Cate Le Bon e Tim Presley são dois músicos com projectos a solo. Decidiram juntar-se e formar Drinks, que ao vivo se fazem acompanhar de outros três músicos, mas a experiência que trazem consigo desses tempos acaba por não dar assim tantas pistas ao que agora nos apresentam em conjunto. Ambos já colaboraram com outros músicos, a Cate tem uma série de colaborações imensa e em géneros muito diferentes, portanto não seria de estranhar que a combinação dos dois trouxesse algo que nos surpreendesse. A ideia desta união surgiu quando Cate Le Bon andou em tour com White Fence, o projecto de Tim Presley, e o primeiro disco, que apresentaram na Galeria Zé dos Bois, surge em 2015 com o nome Hermits on Holiday. Título curioso para uma dupla que se considera como um par de adolescentes que se fecha em casa a fazer música.
Chegadas as 22h de Segunda-feira, não eram os Drinks que entravam em palco, mas sim, gradualmente, os SNACKS – projecto anunciado poucas horas antes como banda de abertura. Pois estes SNACKS, antes dos belos DRINKS (queria fazer uma piada com snacks e drinks, mas sou muito fraca em piadas), não eram mais que os outros três elementos da banda e que durante quase quarenta minutos exploraram diversos universos e texturas electrónicas. Apesar de muito dissonantes ao longo do seu set, a dança sonora que exacerbavam mostrava que tudo é passível de se transformar em ondas hertzianas. Sintetizadores, um pequeno teclado, microfone a voar entre a voz e outras superfícies de contacto com diversos efeitos, distorções máximas e loops que nos faziam considerar em que espaço realmente estávamos já que todo aquele conjunto de sons nos fazia dissociar um pouco de nós próprios. Acabado o set, Cate e Tim entram em palco e a verdadeira festa começa.
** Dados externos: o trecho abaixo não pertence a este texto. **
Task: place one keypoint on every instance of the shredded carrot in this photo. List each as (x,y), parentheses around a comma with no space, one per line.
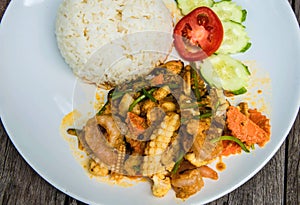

O primeiro impacto que se faz sentir é a postura de Cate. Mãos nos bolsos, queixo erguido, olhar sério e uma solenidade que teima entre o ameaçador e o brincalhão. Sim, eu sei, que contraste, mas a verdade é que fiquei com a sensação que é esta vivência, esta distância e proximidade oscilante, que marca muito a personalidade de Drinks. Tim Presley tanto estava presente como ausente, mas o seu gozo enquanto tocava e cantava era evidente, apesar de também sentir que era uma experiência muito pessoal dele. Ao longo do set, as sonoridades conseguiram ser tão diferentes quanto fascinantes. É impossível encaixá-los num género quando por vezes sentimos que estamos numa sessão free jazz, noutras numa sessão rock, noutras numa deambulação pelo cosmos e pelo inesperado. O fio condutor? A sensação constante que Cate e Tim estão ligados por algo invisível e que se sentem confiantes e confortáveis com aquilo que apresentam em palco. E para perceberem o que estou a dizer, basta deslizarem um pouco pelo disco e perceber logo a diferença contrastante entre cada um dos temas. Ao vivo, essa diferença fica ainda mais ampliada pela energia constante que os músicos empregam.
Resumindo, é um projecto que dá gosto ver pelo gozo que tiram em palco, mas talvez o disco não seja dos mais harmoniosos para o comum mortal ouvir em casa. Para os amantes do género-sem-género-mas-recheado-de-texturas-diversas provavelmente terá o efeito oposto e poderão considerá-lo inspirador. Foi uma noite bonita e também eu me sinto mais rica depois de os ter visto ao vivo.